Baseline demographic characteristics of healthy pregnant women (CTRL), pregnant women with normal gestational age (GDM) and with LGA (GDM/LGA) enrolled in the study (mean±SEM)

CTRL group
(n=5)
GDM group
(n=12)
GDM/LGA group
(n=5)
P value
Maternal parameters
Maternal pregravid BMI (kg/m2) 21.8±0.6 33.9±0.8 38.3±1.6 p<0.0001*#
p<0.05†
Gestational weight gain (kg) 12±2.2 7.6±1.5 2.8±3.8 n.s.
Maternal age (years) 36.4±1.7 35.1±1.4 34.8±1.7 n.s.
Gestational age (weeks) 39.2±0.1 39.1±0.04 39.3±0.1 n.s.
Mode of delivery CS 5 CS 12 CS 5 n.s.
Placental weight (g) 491.4±30.8 508±26.8 530.0±50.7 n.s.
Fasting glucose at delivery (mg/dL) 78.2±4.6 84.1±3.2 100.8±4.3 p<0.05#†
Fetal parameters
Birth weight (g) 3606.0±142.2 3313.0±76.03 3958.0±60.0 p<0.001*
F/P ratio 7.4±0.3 6.7±0.4 7.8±0.8 n.s.
Gender (F/M) 3/2 6/6 4/1 n.s.

* and # This represents statistical significance of CTRL versus GDM and GDM/LGA, respectively.
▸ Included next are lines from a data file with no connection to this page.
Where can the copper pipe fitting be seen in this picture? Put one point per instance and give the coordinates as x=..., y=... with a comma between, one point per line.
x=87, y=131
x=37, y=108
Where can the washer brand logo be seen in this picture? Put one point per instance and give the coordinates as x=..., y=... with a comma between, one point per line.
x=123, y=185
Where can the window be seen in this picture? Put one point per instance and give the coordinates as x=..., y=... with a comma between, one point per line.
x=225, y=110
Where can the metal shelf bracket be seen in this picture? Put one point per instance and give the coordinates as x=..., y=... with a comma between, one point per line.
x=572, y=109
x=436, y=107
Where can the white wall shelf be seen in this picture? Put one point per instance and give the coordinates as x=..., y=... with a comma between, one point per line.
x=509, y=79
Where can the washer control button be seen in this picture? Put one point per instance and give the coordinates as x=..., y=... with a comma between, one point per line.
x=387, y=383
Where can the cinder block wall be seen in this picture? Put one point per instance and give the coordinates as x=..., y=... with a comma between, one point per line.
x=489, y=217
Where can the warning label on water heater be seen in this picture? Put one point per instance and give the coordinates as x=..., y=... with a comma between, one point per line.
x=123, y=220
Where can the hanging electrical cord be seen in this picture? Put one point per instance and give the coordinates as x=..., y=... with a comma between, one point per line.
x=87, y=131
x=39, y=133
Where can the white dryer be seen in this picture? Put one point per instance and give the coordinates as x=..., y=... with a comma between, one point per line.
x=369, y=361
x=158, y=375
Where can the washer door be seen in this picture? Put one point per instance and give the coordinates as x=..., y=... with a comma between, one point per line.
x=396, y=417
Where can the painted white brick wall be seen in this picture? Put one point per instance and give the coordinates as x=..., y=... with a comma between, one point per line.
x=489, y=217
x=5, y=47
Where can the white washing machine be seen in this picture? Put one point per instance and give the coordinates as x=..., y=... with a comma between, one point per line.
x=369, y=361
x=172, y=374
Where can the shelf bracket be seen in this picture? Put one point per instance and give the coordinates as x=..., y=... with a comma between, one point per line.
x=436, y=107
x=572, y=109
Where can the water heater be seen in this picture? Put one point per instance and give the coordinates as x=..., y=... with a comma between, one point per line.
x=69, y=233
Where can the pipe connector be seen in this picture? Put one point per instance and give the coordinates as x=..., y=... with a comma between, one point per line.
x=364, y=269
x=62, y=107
†This represents statistical significance of GDM versus GDM/LGA.

BMI, body mass index; CS, elective caesarean section; F/P ratio, fetal weight/placental weight ratio; GDM, gestational diabetes mellitus; LGA, large-for-gestational-age; n.s., not significant.

The GDM proteome profile

In order to discover novel factors that may play a role in placental function and fetal development, we first compared the placental proteomes of control and GDM subjects using an unbiased proteomics approach. Mass spectrometry identified 2103 proteins within the placenta, and MaxQuant analysis revealed a unique expression profile in GDM, consisting of 64 DEPs in GDM as compared with controls (p<0.001), 24 of which were downregulated and 40 of which were upregulated (figure 1A). Analysis of the network involving the 64 DEPs using STRING/Cytoscape showed 62 nodes and 90 edges (figure 1B). To discover possible signalling pathways affected by GDM, we underwent these 64 proteins to gene ontology enrichment analysis of biological process (GOBP) with the BINGO plug-in in Cytoscape. While some of these primarily exert protective effects on trophoblasts both in structure and function (eg, invasion, angiogenesis, oxidative stress, barrier and energy support), others were involved in fetal development (iron and nutrient transport, muscle differentiation and nutrients) and protection from fetal loss (anticoagulant and regulation of epithelial-to-mesenchymal transition). However, the aforementioned analysis did not reveal a clear molecular signature strictly related to abnormal fetal growth.

Figure 1.

Figure 1

Placental proteomic profile of GDM versus CTRL women. (A) Heat MAP representing the placental proteomic profile of women with GDM as compared with that of healthy subjects (CTRL). The complete dataset of identified and quantified proteins was subjected to statistical analysis (p<0.001). Significantly differentially expressed proteins were further analyzed via hierarchical clustering. Placental lysates of five CTRL and five GDM women were analyzed. (B) Protein–protein interaction network of differentially expressed proteins in placentas of GDM women as compared with CTRL. Nodes represent proteins, and edges represent degrees of connectivity. Enrichment of the node was performed with BINGO, a plug-in for Cytoscape. Rectangular-shaped nodes indicate the upregulated (red) and downregulated (green) proteins in GDM compared with CTRL samples and described to play a role in trophoblasts structure and function (eg, invasion, angiogenesis, oxidative stress, barrier and energy support), fetal development (iron, muscle differentiation and nutrients) and protection from fetal loss (anticoagulant and regulation of epithelial-to-mesenchymal transition). GDM, gestational diabetes mellitus.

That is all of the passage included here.